Rugby Union Football (or rugby as you probably know it) has come a long way. From the medieval Irish using inflated bladders as balls and arched wooden goal posts, to today’s oval leather balls and sophisticated laws such as the offside rule, the sport has certainly evolved over time.
In the 1800s, rugby was played as a form of recreation in many countries. At the time, it was simply called football, and an Englishman named Albert Pell is credited with introducing the game to Cambridge University, where he was a student at the time. Pell formed the first recorded football team, and other schools slowly began to adopt it.
However, each school used different rules for their own games until a set of rules was drawn up at Rugby School in 1845. Three years later, Cambridge came up with what would later become known as the Cambridge Rules.
Then, in 1863, the Football Association was founded, and the organization began to draw up rules to govern the game.
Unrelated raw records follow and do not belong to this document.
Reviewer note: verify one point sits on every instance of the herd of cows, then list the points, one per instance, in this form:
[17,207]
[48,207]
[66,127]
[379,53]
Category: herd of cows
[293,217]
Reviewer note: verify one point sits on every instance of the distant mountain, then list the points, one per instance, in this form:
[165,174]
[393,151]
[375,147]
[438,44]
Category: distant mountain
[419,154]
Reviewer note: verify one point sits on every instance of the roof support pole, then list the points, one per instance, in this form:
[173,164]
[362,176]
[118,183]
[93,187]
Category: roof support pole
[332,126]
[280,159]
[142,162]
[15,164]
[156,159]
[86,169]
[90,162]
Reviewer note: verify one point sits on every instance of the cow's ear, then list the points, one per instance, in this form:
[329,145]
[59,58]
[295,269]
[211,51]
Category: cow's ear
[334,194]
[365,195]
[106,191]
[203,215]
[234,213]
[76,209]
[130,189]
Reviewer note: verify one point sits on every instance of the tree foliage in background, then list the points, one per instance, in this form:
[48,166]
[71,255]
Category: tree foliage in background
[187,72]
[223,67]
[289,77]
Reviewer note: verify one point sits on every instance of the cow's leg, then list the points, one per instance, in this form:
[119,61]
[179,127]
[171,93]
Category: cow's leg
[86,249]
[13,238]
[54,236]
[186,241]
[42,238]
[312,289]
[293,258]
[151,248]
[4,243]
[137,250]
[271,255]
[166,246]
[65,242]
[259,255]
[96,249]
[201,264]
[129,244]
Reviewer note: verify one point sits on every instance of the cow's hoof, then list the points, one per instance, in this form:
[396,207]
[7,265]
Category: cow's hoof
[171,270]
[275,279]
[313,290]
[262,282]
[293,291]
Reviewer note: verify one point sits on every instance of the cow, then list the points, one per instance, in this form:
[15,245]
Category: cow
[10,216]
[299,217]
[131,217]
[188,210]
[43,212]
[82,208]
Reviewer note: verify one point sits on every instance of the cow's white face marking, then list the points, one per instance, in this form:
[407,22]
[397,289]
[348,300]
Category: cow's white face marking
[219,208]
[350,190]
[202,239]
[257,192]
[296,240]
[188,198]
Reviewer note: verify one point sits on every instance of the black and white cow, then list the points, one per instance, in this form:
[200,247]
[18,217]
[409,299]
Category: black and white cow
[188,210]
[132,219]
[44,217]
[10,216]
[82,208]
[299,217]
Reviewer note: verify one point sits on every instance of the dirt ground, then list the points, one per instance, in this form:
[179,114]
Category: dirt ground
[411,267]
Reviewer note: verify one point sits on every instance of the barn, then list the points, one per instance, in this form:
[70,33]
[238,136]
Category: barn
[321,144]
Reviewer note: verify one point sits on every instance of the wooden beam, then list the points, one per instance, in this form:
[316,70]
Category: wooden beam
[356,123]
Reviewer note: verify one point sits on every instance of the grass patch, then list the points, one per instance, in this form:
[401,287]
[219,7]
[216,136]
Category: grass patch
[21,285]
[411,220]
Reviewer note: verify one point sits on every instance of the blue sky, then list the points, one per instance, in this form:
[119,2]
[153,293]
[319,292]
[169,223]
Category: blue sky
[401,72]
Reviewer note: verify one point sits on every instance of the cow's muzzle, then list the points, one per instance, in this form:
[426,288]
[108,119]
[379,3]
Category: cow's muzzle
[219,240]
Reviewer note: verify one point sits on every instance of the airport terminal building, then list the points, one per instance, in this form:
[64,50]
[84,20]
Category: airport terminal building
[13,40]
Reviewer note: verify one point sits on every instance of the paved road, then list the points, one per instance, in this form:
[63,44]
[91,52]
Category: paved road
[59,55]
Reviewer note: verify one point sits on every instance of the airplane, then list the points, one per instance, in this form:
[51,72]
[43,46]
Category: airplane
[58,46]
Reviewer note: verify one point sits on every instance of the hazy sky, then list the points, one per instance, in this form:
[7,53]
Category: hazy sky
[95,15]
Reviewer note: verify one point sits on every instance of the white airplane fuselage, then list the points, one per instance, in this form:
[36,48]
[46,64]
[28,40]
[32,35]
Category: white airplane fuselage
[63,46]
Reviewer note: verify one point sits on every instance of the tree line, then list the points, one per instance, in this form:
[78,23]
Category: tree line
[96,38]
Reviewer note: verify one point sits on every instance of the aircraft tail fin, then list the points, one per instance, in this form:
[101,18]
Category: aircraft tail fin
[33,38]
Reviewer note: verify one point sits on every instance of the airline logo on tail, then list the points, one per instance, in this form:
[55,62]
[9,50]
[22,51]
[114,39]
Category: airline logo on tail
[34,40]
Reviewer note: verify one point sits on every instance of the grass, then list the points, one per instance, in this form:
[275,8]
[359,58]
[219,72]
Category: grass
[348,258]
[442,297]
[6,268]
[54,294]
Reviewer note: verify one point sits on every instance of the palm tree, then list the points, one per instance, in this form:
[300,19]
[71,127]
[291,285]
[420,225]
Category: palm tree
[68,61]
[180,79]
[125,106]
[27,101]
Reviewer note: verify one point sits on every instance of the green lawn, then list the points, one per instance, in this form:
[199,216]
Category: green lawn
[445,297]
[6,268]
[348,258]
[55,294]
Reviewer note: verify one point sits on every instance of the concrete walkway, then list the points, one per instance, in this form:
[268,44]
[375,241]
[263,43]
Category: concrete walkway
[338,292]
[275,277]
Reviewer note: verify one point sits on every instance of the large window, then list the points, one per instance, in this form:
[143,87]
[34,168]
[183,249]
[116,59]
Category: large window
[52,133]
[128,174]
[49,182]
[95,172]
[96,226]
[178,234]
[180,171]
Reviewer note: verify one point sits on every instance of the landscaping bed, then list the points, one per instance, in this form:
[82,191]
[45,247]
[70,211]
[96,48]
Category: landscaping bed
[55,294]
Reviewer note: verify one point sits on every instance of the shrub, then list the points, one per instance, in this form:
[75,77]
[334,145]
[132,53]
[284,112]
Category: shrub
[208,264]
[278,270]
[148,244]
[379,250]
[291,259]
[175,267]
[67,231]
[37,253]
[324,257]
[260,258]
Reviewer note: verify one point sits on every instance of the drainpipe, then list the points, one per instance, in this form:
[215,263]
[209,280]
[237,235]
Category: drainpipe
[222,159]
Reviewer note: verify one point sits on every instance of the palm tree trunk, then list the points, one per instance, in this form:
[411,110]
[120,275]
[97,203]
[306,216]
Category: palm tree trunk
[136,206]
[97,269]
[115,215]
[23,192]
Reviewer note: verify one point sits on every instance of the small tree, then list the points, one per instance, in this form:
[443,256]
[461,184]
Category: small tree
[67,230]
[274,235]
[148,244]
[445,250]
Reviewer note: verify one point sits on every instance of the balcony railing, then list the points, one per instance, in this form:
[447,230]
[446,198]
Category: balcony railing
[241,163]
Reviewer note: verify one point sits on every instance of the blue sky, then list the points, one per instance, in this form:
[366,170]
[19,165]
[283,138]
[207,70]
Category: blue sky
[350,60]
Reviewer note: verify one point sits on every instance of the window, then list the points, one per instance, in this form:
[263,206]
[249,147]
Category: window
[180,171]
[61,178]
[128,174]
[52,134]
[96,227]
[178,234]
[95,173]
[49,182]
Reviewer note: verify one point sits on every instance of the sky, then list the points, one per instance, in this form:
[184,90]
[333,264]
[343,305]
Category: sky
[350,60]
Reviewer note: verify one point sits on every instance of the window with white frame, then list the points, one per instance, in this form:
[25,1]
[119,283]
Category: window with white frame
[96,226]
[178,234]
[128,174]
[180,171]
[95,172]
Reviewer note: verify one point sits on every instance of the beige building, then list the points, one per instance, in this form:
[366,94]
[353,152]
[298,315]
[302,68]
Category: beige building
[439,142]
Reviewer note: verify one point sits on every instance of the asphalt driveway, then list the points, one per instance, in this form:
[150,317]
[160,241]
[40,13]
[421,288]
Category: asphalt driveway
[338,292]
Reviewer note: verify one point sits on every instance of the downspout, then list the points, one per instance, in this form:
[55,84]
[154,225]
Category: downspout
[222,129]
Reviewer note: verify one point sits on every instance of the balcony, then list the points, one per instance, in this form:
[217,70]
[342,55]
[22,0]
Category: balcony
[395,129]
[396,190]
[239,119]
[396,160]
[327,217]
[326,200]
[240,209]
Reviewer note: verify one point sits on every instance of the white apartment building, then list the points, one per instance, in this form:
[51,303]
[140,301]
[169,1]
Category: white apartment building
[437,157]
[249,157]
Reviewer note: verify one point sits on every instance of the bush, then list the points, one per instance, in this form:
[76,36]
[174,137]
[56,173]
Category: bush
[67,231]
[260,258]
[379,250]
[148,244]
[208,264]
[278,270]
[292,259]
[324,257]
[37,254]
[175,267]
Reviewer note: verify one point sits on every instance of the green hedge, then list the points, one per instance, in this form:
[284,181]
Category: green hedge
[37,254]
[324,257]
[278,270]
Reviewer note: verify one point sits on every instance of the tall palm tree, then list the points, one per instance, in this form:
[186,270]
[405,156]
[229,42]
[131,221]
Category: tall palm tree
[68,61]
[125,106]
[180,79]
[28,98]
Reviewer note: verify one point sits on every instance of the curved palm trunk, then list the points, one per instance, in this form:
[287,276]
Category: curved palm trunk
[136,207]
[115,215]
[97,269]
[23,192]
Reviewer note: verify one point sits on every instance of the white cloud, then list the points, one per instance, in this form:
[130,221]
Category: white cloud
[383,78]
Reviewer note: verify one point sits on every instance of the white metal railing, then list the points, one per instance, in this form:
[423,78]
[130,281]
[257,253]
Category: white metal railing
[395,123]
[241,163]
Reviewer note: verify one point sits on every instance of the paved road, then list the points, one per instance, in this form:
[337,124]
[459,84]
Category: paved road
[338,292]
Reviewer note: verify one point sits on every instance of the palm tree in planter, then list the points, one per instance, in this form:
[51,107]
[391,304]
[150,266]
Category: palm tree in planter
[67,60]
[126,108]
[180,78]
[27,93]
These early rules were aimed at preventing players from gaining an unfair advantage over their opponents. Players were only prohibited from running with the ball in their hands, and were also prohibited from kicking other players in the shins. These actions were completely normal and legal under the Rugby School and Cambridge Rules.
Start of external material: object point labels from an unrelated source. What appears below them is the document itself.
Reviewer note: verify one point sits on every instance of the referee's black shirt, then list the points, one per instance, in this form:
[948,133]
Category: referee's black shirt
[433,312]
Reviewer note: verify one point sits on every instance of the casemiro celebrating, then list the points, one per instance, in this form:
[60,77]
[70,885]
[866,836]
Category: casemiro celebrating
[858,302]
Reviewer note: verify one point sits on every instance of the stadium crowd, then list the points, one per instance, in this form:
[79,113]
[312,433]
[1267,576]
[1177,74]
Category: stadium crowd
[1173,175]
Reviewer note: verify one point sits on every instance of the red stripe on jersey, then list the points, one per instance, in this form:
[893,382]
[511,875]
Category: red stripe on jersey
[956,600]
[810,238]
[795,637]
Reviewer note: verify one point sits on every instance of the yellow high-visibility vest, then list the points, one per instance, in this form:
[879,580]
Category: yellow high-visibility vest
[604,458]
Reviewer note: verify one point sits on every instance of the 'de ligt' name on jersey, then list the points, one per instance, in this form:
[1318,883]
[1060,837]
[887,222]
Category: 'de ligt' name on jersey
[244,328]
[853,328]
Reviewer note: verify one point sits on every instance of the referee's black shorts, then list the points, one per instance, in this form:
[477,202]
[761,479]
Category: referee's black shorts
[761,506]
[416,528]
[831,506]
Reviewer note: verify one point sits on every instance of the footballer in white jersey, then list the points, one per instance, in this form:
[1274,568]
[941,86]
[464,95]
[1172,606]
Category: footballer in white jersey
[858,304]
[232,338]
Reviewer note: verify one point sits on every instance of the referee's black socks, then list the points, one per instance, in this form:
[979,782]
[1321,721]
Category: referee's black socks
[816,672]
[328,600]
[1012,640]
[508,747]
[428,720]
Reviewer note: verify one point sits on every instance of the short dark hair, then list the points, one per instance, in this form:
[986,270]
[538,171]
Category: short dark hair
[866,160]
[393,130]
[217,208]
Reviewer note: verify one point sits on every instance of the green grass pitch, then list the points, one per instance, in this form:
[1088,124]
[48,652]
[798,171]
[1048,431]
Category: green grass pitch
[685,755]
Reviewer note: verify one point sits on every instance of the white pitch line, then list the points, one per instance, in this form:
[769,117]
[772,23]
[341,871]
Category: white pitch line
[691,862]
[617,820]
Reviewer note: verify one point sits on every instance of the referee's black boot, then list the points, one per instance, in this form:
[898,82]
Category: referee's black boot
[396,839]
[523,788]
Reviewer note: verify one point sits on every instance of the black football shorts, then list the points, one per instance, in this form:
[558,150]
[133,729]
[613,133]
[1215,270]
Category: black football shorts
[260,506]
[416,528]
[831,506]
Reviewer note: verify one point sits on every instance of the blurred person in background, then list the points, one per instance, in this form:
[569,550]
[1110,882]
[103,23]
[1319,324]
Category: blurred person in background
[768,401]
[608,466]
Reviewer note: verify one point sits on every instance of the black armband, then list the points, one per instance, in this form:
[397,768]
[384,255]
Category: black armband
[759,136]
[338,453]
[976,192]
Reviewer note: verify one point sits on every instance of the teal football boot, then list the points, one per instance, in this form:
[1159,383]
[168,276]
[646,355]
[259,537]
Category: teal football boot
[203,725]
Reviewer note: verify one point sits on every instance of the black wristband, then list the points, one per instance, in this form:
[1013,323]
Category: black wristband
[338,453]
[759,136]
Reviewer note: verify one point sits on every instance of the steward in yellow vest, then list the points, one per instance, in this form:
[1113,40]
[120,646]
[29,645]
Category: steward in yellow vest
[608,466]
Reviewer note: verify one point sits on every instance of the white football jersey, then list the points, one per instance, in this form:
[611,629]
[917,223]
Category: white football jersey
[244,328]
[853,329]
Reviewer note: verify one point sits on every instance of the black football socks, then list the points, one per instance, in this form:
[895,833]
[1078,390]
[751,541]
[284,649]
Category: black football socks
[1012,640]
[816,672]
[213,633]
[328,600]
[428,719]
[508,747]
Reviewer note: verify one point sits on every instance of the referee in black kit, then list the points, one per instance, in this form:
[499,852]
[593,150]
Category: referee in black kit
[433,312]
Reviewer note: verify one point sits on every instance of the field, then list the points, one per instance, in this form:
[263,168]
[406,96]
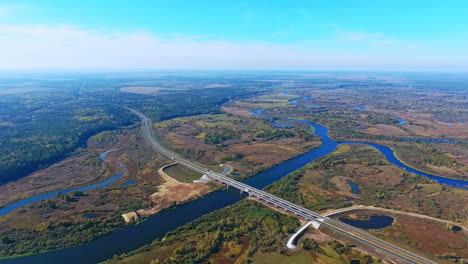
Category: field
[323,184]
[242,233]
[428,237]
[182,174]
[52,131]
[248,144]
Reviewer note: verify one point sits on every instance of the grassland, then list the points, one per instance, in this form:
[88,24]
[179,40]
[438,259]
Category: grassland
[61,221]
[182,174]
[248,144]
[243,233]
[323,184]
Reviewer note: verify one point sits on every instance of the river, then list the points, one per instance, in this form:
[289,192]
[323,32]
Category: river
[135,236]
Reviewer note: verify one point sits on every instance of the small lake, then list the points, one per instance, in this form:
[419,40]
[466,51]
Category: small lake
[156,226]
[374,222]
[402,122]
[354,187]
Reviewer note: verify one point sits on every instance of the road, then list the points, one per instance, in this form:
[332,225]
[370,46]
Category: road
[335,225]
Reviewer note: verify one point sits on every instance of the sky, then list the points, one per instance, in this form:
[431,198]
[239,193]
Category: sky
[392,35]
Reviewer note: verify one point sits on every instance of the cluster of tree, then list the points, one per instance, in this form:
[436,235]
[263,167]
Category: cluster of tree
[49,126]
[274,134]
[216,137]
[201,238]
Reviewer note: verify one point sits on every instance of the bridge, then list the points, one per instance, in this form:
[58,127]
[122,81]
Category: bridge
[335,225]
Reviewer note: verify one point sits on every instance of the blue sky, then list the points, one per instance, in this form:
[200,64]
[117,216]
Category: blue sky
[316,35]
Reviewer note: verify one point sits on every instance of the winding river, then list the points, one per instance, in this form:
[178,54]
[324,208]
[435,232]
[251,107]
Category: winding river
[156,226]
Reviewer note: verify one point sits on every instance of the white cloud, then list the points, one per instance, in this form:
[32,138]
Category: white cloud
[67,47]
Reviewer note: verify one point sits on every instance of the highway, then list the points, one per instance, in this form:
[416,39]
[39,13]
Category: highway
[335,225]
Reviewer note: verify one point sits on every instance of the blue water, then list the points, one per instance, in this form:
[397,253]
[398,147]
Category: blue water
[402,122]
[375,222]
[276,124]
[360,108]
[131,182]
[354,187]
[386,151]
[7,209]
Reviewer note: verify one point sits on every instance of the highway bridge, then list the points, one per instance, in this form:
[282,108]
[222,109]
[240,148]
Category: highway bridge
[335,225]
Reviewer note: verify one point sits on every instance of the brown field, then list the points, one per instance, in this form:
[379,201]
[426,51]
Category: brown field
[215,85]
[132,151]
[141,90]
[173,192]
[237,111]
[386,130]
[186,135]
[81,170]
[426,236]
[382,184]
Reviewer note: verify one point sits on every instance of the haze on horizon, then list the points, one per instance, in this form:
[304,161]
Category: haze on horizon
[331,35]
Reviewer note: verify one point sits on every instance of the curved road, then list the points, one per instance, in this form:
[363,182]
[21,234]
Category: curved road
[335,225]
But not everyone was happy with these rule changes, and this led to many clubs leaving the FA to continue to play by the rules they had come to know and love. The FA, with its stricter rules, evolved into the football we know today, and the breakaway clubs formed the Rugby Football Union in 1871.
In 1895, another split occurred due to differences of opinion. Some teams split to form the Rugby League, and the Rugby Football Union later adopted the name Rugby Union to differentiate itself from the separate league. Although there are some differences in the laws, the two versions are fundamentally very similar and many people cannot even tell the difference between the two.
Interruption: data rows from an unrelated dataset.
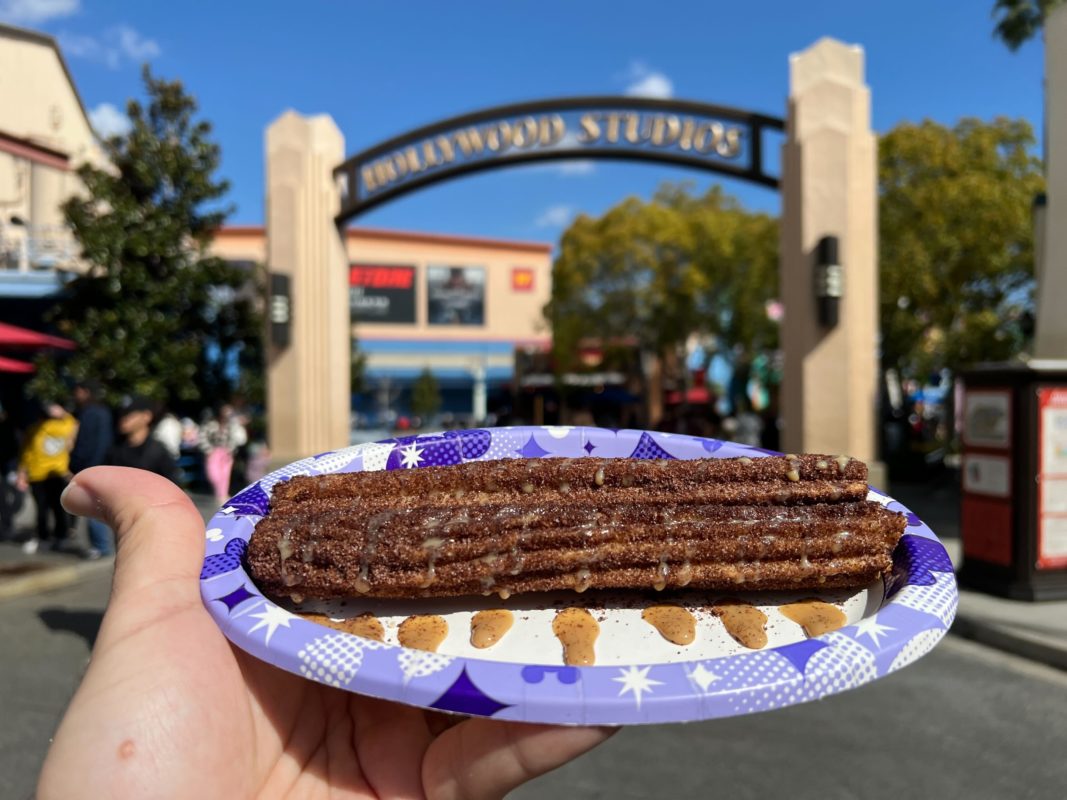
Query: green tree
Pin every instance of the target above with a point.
(652, 273)
(956, 242)
(1019, 20)
(154, 314)
(425, 395)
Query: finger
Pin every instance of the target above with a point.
(159, 534)
(481, 758)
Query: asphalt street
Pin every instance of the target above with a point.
(964, 722)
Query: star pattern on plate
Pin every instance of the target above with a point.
(872, 628)
(271, 618)
(703, 677)
(636, 680)
(411, 456)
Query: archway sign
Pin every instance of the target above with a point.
(695, 134)
(827, 184)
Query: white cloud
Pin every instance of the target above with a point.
(575, 166)
(555, 217)
(134, 46)
(108, 121)
(117, 45)
(34, 12)
(647, 82)
(79, 47)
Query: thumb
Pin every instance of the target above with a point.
(159, 533)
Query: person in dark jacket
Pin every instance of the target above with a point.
(95, 436)
(138, 448)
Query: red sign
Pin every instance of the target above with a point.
(1052, 478)
(381, 293)
(381, 277)
(522, 278)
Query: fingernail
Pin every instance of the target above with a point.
(77, 500)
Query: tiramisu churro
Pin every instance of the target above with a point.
(528, 525)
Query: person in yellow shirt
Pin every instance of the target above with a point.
(44, 467)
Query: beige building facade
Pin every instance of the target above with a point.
(458, 306)
(45, 133)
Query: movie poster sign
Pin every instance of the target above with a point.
(456, 296)
(381, 293)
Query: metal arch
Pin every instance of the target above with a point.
(757, 123)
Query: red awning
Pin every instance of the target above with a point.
(10, 365)
(12, 336)
(694, 396)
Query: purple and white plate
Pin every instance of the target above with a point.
(639, 676)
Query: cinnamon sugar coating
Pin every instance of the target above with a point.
(530, 525)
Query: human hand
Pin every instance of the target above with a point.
(169, 708)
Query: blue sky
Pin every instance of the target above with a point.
(380, 68)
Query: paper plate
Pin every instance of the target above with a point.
(639, 676)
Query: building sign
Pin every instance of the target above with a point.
(1052, 478)
(380, 293)
(522, 278)
(688, 133)
(456, 296)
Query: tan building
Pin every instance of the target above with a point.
(459, 306)
(45, 133)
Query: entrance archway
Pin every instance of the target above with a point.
(828, 190)
(699, 136)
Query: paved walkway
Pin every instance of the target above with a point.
(1036, 630)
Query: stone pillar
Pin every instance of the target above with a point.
(829, 189)
(1050, 336)
(307, 382)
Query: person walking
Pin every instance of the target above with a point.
(44, 468)
(95, 436)
(138, 448)
(220, 437)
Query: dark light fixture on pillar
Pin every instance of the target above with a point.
(828, 281)
(280, 309)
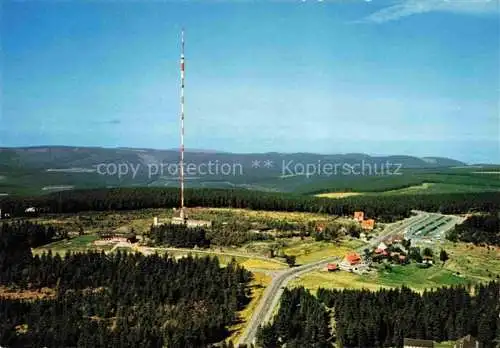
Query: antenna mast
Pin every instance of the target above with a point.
(182, 213)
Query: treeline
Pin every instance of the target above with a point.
(384, 318)
(180, 236)
(478, 229)
(366, 319)
(118, 300)
(302, 321)
(383, 208)
(16, 241)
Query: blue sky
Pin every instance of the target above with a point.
(416, 77)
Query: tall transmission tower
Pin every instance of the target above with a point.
(182, 212)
The first professional rugby match was played on 27 March 1871 in Edinburgh, Scotland, between England and Scotland. Scotland won the match.
The first international rugby competition was the Home Nations Championship, which began in 1883. The same year, the Melrose Sevens, the rugby sevens competition still played today, was inaugurated.
The first Rugby World Cup was organised in 1987 and was hosted by Australia and New Zealand, with New Zealand winning the inaugural competition. However, the first World Cup Sevens tournament was not held until 1993, and Rugby Sevens was not included in the Olympics until 2016.
Rugby union remained an amateur sport until the International Rugby Board declared it back in 1995, shortly after the World Cup, but it remains one of the oldest sports known to mankind.